The methodology matters as much as the curriculum. Every class is recorded, transcribed, and analyzed by AI - not to grade students, but to surface what a single teacher with six students can't always catch in the moment. Which student's engagement has been quietly declining? Who made a brilliant observation that got talked over?

Anonymization is a core design principle, not an afterthought. Student identities and voice signatures are anonymized before any AI analysis is run. The system is designed to surface patterns - not to profile individuals.
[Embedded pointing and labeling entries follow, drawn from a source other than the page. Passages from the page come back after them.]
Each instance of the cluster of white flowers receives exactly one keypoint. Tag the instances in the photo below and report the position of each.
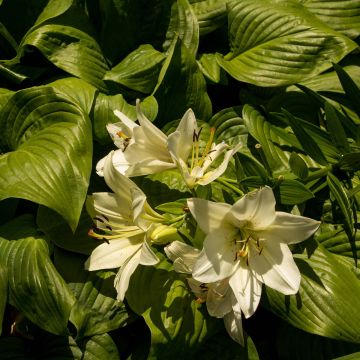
(246, 243)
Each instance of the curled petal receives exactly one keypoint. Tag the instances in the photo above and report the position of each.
(257, 208)
(276, 267)
(290, 229)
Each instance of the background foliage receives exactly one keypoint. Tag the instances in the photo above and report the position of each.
(279, 77)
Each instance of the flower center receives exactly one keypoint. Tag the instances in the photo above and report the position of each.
(197, 159)
(242, 242)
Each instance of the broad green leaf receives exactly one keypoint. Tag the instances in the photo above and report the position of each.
(336, 129)
(96, 310)
(35, 287)
(67, 41)
(103, 114)
(211, 14)
(230, 127)
(210, 67)
(298, 166)
(139, 70)
(260, 129)
(310, 146)
(279, 43)
(341, 15)
(350, 162)
(58, 232)
(101, 347)
(293, 192)
(337, 242)
(183, 25)
(329, 291)
(181, 85)
(299, 345)
(349, 85)
(177, 322)
(3, 292)
(47, 150)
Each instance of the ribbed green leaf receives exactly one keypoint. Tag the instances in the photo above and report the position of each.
(341, 15)
(181, 79)
(230, 127)
(96, 310)
(139, 70)
(279, 43)
(35, 287)
(349, 85)
(47, 151)
(337, 242)
(101, 347)
(177, 322)
(210, 67)
(211, 14)
(338, 192)
(307, 142)
(298, 166)
(67, 41)
(274, 158)
(293, 192)
(183, 25)
(336, 129)
(329, 292)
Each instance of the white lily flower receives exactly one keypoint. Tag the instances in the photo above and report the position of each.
(122, 220)
(185, 149)
(218, 296)
(247, 243)
(142, 148)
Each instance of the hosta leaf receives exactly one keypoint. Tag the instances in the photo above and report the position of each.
(139, 70)
(35, 287)
(211, 14)
(96, 310)
(68, 43)
(260, 129)
(210, 67)
(183, 24)
(293, 192)
(181, 79)
(101, 347)
(299, 345)
(177, 322)
(328, 292)
(230, 127)
(337, 242)
(279, 43)
(3, 292)
(341, 15)
(47, 151)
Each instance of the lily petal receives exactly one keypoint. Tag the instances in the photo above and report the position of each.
(113, 254)
(257, 207)
(276, 266)
(216, 260)
(122, 278)
(233, 324)
(209, 215)
(246, 288)
(290, 229)
(218, 301)
(147, 256)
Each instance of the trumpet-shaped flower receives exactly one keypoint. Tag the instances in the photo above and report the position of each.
(122, 220)
(142, 148)
(218, 296)
(247, 243)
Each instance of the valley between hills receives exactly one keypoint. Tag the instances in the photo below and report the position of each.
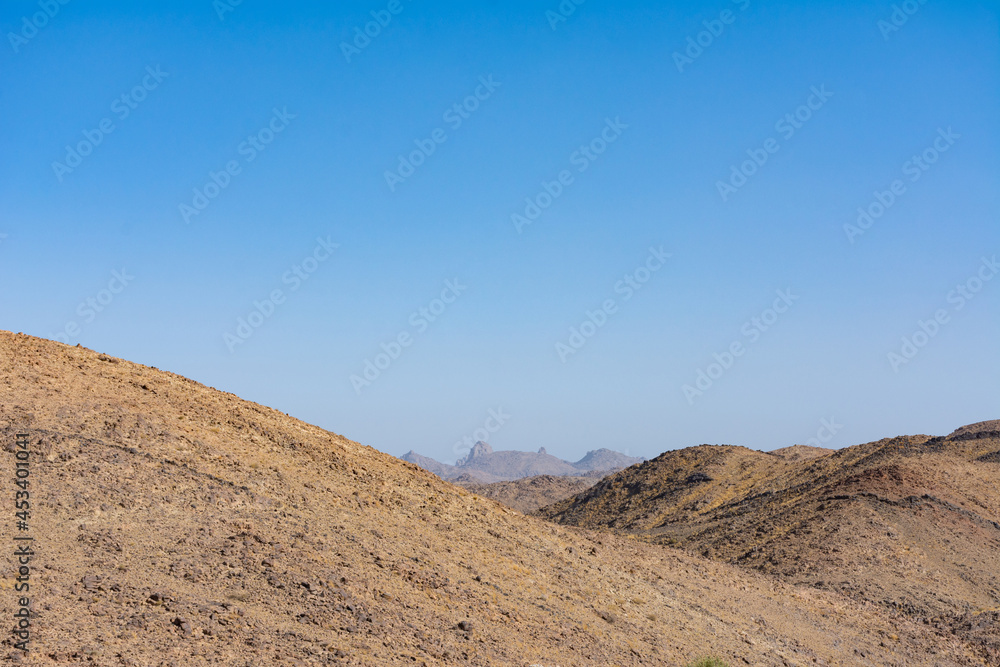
(181, 525)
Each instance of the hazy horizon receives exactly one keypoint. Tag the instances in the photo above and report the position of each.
(588, 223)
No student name, image, or identifying detail ever enters the analysis pipeline. The teacher receives insights about learning behavior; the AI never receives a name.

The AI watches. The teacher responds. The human is always in the loop. That's not just course philosophy - it's the operating model. This approach is documented and designed to scale across subjects and grade levels.

The demo section of this site shows exactly what becomes possible when AI serves the teacher - and the student - rather than replacing either of them.

“AI does not teach. AI watches, analyzes, and reports. The teacher does what no algorithm can: know a child and respond with wisdom, attention, and love.”